I have been reading and re-reading the “fuck” page for over an hour now. I am fascinated by how detailed and specific Danielewski is as he gives life to how one simple word can feel powerful and delicious in your mouth. I am reading and re-reading this page, because I am in a psych ward with nothing else to do. I have been here for two days now, wandering around the halls and feeling the boredom of the place depress me more. After two days of this boredom, I picked up the book I brought to read, House of Leaves. And due to the fact that I cannot really concentrate on anything else at this point—my capability to pay attention is shot with the new meds they have me on and the dreary landscape of this stifling setting—I keep my eyes on the one page that captures my short attention span. Here in this hallway with the gray concrete walls, I sit on the floor with my back against the counter that separates nurses from patients, an established boundary between sane and insane. I’m probably creating a fire hazard by sitting here on the floor, but I am one of the ones on the insane side of the boundary, and so no one approaches me to tell me to move. I assume they do not approach me, because I’ve only been here for a few days so they don’t know how I will respond to them. Thus, they probably suspect I’m so off my rocker that I’ll snap at them or hurt myself were they to piss me off. This is not the case, though I am feeling a little insane, thus the psych ward.

*

What is also bonkers is this book House of Leaves. Over 700 pages long, the text twists and leaps and pushes paragraphs through a page, and at some point even makes a block of text look transparent onto the next page. The novel is about a house that is bigger on the inside than the outside. There is a five minute long hallway between two rooms, and eventually a deep chamber larger than a football field that grows inside of the house. The outside of the house, though, does not change shape. It merely looks like a quaint little house, though its insides are eerily expanding and deepening.

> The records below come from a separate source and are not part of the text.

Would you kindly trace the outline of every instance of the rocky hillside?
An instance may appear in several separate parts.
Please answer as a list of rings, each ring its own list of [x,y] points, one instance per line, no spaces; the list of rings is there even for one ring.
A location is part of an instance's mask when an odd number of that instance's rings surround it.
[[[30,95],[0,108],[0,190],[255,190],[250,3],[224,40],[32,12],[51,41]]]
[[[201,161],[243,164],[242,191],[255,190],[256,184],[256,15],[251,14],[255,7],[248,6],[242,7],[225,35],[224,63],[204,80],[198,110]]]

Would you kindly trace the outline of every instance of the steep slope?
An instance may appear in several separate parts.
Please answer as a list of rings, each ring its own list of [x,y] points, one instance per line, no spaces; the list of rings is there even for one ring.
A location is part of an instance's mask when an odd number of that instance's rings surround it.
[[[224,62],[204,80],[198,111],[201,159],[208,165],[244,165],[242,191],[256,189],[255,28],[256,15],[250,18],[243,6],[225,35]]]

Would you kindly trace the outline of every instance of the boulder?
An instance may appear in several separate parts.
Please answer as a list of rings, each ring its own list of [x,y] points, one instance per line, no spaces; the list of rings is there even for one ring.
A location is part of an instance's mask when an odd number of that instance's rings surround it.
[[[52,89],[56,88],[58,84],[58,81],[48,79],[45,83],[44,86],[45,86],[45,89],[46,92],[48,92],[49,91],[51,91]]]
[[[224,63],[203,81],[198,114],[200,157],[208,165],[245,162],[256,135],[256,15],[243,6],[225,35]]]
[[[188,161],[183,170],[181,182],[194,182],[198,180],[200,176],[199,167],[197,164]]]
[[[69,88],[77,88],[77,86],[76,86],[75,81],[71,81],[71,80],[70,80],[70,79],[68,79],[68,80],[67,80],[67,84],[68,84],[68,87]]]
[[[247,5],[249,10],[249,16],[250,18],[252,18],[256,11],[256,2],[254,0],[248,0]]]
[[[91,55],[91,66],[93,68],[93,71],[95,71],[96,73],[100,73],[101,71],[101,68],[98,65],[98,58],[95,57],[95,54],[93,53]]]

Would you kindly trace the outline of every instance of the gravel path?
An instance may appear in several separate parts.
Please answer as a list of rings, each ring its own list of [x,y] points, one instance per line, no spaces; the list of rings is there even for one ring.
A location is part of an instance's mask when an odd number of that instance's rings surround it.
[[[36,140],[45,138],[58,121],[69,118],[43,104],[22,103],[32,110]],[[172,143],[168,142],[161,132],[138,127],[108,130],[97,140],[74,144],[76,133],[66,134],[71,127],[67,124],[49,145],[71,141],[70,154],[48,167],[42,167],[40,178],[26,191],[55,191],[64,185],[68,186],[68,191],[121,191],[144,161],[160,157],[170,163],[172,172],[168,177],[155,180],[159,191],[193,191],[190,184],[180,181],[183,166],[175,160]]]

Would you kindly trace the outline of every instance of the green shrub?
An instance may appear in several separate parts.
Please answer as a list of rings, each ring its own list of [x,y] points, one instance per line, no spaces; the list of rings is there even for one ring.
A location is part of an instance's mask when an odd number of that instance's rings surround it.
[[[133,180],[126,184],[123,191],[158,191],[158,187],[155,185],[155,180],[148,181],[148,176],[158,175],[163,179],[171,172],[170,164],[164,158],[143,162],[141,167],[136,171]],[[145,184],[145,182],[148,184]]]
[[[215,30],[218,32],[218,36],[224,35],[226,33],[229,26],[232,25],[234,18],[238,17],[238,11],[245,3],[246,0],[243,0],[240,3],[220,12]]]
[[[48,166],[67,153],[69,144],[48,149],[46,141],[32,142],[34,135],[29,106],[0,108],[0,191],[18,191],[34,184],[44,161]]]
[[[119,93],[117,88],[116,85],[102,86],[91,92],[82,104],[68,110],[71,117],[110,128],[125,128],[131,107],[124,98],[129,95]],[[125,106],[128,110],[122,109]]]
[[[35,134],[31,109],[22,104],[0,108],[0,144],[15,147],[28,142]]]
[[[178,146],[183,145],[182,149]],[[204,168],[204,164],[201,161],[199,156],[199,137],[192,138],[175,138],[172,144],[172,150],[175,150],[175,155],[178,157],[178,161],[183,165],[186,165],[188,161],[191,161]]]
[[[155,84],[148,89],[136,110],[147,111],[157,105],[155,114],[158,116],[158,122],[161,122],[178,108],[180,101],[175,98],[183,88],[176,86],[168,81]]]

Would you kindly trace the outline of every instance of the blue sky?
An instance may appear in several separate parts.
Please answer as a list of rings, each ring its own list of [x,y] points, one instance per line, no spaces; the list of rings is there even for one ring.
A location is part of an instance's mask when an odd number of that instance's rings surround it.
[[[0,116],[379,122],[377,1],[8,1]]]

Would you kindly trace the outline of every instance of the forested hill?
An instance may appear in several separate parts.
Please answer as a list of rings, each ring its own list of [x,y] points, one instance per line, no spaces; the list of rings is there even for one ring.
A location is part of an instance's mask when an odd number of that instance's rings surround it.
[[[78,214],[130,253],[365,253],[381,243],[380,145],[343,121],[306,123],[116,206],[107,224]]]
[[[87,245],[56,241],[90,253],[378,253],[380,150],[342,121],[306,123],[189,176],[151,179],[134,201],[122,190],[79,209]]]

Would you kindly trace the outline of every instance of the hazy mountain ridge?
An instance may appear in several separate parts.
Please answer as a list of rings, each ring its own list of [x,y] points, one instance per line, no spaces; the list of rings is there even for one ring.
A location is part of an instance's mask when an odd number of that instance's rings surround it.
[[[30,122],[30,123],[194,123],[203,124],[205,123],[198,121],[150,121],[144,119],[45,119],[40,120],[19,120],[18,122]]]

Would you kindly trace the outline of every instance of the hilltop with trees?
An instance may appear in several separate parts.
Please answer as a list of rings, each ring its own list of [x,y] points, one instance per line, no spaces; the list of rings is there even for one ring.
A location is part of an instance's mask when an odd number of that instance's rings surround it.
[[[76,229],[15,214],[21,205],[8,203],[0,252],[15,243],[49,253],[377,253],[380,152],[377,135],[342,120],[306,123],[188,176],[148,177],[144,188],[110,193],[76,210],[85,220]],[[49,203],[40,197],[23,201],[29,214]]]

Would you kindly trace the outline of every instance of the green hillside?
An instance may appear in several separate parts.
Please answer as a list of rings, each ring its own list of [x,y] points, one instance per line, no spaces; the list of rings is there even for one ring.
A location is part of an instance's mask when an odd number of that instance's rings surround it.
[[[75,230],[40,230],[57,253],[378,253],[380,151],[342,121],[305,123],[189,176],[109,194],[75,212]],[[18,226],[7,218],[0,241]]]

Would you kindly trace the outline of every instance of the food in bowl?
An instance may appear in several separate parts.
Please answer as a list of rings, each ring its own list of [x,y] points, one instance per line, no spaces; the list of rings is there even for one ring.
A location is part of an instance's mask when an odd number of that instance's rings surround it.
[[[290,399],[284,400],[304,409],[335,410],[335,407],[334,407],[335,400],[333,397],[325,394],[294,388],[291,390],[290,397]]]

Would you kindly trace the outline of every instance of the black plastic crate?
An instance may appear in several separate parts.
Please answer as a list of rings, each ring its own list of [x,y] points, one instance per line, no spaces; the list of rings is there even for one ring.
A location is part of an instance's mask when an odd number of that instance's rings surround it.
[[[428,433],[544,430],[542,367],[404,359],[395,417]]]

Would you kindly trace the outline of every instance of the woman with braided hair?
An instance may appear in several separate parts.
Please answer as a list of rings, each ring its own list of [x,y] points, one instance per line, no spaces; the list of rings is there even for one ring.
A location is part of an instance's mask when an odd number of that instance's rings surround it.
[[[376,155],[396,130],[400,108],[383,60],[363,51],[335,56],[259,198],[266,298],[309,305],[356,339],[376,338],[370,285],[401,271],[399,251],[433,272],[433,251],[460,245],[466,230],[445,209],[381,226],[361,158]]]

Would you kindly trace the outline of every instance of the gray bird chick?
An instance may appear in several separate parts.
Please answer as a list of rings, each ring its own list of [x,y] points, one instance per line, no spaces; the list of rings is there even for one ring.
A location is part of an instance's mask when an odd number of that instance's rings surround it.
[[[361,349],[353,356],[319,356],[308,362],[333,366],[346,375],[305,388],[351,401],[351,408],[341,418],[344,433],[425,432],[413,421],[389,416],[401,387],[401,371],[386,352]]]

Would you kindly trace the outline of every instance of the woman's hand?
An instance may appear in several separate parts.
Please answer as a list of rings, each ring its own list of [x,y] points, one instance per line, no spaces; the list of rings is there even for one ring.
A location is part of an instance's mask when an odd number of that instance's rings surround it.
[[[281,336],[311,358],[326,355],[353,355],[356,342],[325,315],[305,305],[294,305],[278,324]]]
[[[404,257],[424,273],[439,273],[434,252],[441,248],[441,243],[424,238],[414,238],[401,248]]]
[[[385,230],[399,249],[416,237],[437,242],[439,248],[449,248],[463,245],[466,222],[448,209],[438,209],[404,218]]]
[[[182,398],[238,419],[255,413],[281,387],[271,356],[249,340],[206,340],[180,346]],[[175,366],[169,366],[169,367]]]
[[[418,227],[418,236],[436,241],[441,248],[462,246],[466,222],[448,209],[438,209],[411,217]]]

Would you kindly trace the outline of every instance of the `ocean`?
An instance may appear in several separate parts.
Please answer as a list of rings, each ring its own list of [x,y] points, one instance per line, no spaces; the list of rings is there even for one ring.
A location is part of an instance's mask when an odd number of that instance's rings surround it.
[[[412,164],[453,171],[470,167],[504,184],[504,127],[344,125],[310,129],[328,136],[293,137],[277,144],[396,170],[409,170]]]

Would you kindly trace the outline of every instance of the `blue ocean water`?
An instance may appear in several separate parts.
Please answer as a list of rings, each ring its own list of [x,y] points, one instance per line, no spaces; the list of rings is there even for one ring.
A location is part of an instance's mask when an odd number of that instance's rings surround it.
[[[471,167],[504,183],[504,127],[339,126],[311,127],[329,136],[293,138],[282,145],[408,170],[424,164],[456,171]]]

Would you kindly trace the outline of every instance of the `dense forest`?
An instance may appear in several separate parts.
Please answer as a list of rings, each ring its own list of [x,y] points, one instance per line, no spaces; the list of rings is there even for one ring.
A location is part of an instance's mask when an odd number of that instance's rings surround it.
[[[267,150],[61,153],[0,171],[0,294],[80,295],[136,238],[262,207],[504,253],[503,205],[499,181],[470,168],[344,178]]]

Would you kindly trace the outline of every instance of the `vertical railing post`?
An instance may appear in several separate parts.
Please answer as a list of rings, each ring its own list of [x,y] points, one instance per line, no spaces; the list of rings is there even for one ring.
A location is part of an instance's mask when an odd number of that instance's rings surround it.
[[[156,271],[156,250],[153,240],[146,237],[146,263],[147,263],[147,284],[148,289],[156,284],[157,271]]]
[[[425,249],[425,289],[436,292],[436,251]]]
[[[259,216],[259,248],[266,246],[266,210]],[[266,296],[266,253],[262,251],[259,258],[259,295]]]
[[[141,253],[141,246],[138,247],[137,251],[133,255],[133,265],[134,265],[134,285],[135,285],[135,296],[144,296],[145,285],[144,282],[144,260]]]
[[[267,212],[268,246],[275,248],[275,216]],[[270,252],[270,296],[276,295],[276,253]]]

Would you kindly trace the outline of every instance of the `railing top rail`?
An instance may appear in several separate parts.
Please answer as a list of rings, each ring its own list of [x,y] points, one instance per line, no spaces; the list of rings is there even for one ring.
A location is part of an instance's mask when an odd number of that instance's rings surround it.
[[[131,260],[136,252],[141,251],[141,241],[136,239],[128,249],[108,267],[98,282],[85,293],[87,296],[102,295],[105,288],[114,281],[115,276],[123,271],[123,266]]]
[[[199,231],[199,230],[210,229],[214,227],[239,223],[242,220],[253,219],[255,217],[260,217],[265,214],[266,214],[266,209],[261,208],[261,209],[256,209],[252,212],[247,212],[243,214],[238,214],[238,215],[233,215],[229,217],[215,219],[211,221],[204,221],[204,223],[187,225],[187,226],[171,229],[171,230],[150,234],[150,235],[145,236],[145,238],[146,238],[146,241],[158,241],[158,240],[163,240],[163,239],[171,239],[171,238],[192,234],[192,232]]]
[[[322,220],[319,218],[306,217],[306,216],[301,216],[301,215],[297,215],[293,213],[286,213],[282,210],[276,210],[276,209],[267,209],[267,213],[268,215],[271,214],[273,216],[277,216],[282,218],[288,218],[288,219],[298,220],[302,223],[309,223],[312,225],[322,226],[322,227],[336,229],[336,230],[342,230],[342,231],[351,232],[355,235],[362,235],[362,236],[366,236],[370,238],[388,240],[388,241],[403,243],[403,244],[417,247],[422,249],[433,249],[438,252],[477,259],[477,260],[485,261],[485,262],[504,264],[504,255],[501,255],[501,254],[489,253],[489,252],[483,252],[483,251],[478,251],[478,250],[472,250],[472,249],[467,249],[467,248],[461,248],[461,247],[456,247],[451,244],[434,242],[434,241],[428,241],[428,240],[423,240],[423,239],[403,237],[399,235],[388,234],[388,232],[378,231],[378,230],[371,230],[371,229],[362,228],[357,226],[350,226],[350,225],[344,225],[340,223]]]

But that’s not all. There is the whacky narration that is told by three characters. 1) An old dead man who has a trunk full of scraps of paper that describes a documentary the owner of the creepy house made. 2) A drug addict who finds the dead old man and starts looking through the trunk trying to put the pieces of the extraordinary house into one narrative. 3) The “editors” of the novel who correct some of the drug addict’s postulations. Also, every time the word “house” appears in the text, the letters of it are blue instead of black. It is never explained why the blue instead of the black. It just is. There is an index, and footnotes that go on for pages in which there are more footnotes within those footnotes. And finally, the text reflects the action. A few words per page when a character is frantically running, and text that snakes around the page when the characters are in a maze. Often the reader has to turn the book upside down to read what’s going on.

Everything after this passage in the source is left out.